Ultrastable Inorganic Perovskite Nanocrystals Coated with a Thick Long-Chain Polymer for Efficient White Light-Emitting Diodes

The unstable nature of perovskites has severely limited their practical applications. Here, we report on ultrastable CsPbBr3 nanocrystals (NCs) with a thick (similar to 25 nm) polymer coating prepared via an effective postsynthetic strategy. The thick poly(maleic anhydride-alt-1-octadecene) (PMAO) with long hydrophobic alkyl chains bounded with the surface ligands of perovskite NCs acts as a protection layer to effectively prevent perovskite degradation from the external environment.

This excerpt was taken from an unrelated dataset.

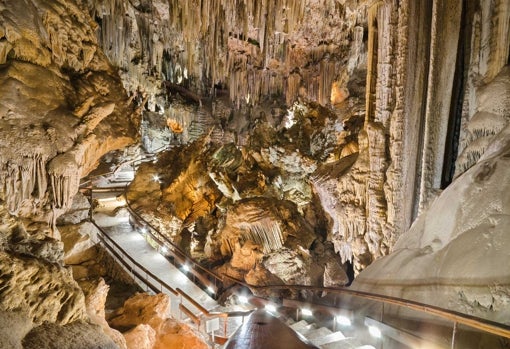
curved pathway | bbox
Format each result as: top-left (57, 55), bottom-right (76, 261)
top-left (91, 186), bottom-right (217, 312)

The photoluminescence (PL) for the thick PMAO-coated CsPbBr3 NCs maintains more than 90% of its initial emission intensity under continuous ultraviolet illumination of 144 h, whereas that of the pristine NCs is decreased to similar to 6%. After exposure in air for 40 days, only a very little PL degradation appears for the thick polymer-coated NCs as compared to the dramatic decrease in the PL emission for the pristine NCs. Upon immersion into water for 24 h, the perovskite NCs maintain 60% of its initial PL intensity, whereas the PL emission for the pristine NCs is completely quenched within only a few minutes. Moreover, there is no any side effect on the luminescent properties of perovskite NCs by the transparent polymer coating and the PL quantum yields are obviously improved due to the surface defect passivation of NCs. The resulting thick PMAO-coated CsPbBr3 NCs are combined with a commercially available red-emitting phosphor on a blue InGaN chip to fabricate a high-performance warm white light-emitting diode with a high power efficiency of 56.6 lm/W.